My First Ballet: Sleeping Beauty

English National Ballet
Peacock Theatre

Dancers of English National Ballet School Credit: ASH

Following their national tour, which began in March 2016, English National Ballet returns to London to present My First Ballet: Sleeping Beauty. Choreographed by Associate Artist George Williamson, this production is part of English National Ballet’s My First collection, an assortment of specially adapted ballets suitable for young children aged three upwards.

A multi-lingual audience full of families with young children chatter away; the pre-recorded music begins and the Narrator, played by actress Saskia Portway, appears on stage. At first, the narration seems bold and distant from the dancing, but, as the story unfolds, the words blend into the performance and help guide the young audience to follow the classic fairy-tale, much akin to Balletomane’s Library Series.

One impressive feature of the narration and indeed the production itself is the emphasis on classical ballet mime, a recurrent feature throughout. As the Lilac Fairy (Arianna Marchiori) sweeps her arms towards her inclined head to gesture that Aurora will fall asleep for 100 years, the Narrator (Saskia Portway) mimics her movement exactly, including the correct use of épaulement, but adds spoken word in doing so.

In recent livestreams, commentators have been heard to talk over the dancing, but not in this production—the narration respects the musical cues and does not interrupt the choreographic flow, giving much credit to this ballet’s heritage.

Using some of Petipa’s original choreography, especially in the solo variations, Katya Bourvis exhibits delicacy and lyricism with a Cecchetti-like port de bras as the Woodland Glade Fairy. However, with a small cast, group variations including act one’s Garland Dance are reinvented.

Williamson’s creation of this waltz is too busy for the performance space, with dancers having to fit in many steps, turns and lifts, becoming less together in doing so. Fewer complicated steps and better use of the stage may remedy this and allow the dancers to embrace Tchaikovsky’s score.

Aurora, danced by Daniela Norman, is partnered by Giorgio Garrett, who displays fine classical technique and effective characterisation as the Prince. Norman tackles the complex Rose Adagio well, her pas de deux work has more energy than her solo chaînés and jetés en manège, which at times feel laboured.

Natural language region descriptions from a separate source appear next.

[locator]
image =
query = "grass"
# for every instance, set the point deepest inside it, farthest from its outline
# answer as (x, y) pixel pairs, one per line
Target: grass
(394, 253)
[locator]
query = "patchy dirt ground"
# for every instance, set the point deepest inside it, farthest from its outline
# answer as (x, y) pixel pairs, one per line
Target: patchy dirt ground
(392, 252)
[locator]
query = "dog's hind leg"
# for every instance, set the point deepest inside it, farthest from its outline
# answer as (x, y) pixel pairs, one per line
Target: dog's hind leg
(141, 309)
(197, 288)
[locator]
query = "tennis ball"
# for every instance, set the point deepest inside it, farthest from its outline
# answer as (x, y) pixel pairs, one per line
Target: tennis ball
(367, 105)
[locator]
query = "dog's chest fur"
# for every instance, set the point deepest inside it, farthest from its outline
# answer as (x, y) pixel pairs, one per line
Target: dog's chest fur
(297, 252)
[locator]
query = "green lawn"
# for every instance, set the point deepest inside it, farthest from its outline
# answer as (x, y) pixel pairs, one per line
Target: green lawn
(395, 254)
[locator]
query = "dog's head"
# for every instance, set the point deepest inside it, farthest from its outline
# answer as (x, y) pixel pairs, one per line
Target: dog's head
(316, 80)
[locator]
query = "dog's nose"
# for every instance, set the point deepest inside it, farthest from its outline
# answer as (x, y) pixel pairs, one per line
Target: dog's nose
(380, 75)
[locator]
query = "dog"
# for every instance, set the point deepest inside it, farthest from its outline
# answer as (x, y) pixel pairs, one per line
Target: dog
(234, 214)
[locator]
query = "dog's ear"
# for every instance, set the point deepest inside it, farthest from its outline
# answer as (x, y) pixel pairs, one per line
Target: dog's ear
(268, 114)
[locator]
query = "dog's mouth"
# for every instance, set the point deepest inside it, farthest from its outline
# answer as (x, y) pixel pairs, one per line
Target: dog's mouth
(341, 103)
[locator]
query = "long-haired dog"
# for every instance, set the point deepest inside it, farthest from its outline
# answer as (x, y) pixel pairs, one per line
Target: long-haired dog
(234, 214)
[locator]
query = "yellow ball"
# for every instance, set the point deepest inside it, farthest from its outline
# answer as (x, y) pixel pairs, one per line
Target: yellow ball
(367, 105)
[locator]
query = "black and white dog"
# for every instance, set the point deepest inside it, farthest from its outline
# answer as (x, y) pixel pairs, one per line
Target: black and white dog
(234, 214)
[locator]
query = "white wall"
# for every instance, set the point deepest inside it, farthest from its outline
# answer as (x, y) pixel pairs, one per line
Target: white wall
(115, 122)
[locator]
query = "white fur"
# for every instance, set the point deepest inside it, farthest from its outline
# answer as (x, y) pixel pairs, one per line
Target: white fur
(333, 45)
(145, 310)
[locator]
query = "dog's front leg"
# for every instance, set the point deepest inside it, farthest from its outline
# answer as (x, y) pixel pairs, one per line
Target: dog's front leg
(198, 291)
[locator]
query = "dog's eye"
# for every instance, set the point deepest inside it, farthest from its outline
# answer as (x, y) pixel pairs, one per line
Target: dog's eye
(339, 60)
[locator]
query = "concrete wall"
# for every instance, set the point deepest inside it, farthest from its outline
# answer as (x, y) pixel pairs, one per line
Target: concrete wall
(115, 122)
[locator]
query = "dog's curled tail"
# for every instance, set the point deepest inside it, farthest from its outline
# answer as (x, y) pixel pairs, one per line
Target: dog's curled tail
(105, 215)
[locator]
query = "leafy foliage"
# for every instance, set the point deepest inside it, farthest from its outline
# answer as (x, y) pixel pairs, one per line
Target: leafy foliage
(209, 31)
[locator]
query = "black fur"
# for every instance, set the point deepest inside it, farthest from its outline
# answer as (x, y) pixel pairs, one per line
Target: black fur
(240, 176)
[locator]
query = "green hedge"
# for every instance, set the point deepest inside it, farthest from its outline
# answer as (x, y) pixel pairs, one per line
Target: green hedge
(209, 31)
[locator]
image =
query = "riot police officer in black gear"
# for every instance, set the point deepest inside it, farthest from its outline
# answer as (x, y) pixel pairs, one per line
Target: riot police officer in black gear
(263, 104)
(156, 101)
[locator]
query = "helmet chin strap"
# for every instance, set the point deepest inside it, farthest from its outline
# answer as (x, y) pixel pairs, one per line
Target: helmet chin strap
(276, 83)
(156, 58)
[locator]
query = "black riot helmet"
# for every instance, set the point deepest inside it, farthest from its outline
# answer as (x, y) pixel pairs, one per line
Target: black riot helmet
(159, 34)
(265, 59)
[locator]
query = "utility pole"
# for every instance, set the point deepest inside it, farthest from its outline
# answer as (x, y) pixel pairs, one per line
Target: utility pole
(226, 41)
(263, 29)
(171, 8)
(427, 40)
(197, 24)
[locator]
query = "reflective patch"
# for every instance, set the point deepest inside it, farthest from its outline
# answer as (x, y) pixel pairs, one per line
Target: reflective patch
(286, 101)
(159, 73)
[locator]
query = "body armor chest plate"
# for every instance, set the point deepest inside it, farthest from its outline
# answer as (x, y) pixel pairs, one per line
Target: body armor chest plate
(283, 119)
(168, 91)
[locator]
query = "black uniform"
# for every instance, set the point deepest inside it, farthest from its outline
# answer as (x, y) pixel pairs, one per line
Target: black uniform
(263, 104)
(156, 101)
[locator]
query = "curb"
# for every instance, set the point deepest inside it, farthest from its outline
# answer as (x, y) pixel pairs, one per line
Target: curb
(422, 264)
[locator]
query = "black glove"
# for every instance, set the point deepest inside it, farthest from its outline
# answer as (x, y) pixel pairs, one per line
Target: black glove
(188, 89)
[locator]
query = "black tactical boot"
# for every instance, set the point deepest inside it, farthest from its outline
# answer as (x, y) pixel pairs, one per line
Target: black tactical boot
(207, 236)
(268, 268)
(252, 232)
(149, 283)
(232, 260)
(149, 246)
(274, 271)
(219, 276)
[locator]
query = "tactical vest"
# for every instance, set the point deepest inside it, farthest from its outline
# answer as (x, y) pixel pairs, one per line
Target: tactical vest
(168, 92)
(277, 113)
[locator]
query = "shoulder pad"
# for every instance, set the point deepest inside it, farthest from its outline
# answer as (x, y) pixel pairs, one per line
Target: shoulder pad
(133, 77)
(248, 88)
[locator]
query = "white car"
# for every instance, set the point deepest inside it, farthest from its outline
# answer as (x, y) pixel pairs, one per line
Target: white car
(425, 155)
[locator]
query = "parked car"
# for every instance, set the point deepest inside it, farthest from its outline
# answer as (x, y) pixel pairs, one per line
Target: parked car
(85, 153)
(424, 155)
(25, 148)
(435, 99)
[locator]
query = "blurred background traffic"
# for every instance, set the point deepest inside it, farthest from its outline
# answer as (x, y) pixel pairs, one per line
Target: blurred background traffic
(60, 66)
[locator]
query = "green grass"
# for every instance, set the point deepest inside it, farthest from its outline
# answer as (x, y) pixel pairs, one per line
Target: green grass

Arianna Marchiori makes an elegant and expressive Lilac Fairy; her arabesque allongée line is sublime. Suitably-cast Letizia Cirri’s Finger Fairy and Princess Florine are full of stage presence and attack and she is later joined by Jesse Milligan who performs a powerful Bluebird solo. In act two, appearing from behind moving-hedges, The White Cat (Emma Price) and Puss-in-Boots (Philip Tunstall) deliver an enjoyable pas de caractère.

The dissection of Tchaikovsky’s pre-recorded score for this shortened-version is most noticeable in the Rose Adagio arrangement, where the end of one phrase is snipped and joined onto another on more than one occasion, at times uneasy on the ears of music lovers in the audience.

However, with the full-length ballet usually lasting three hours, this relaxed ninety-minute performance with one twenty-minute interval is not only suitable for young children, but enjoyable for adult newcomers too. With the audience engaged and in near-silence throughout, George Williamson’s direction is a success.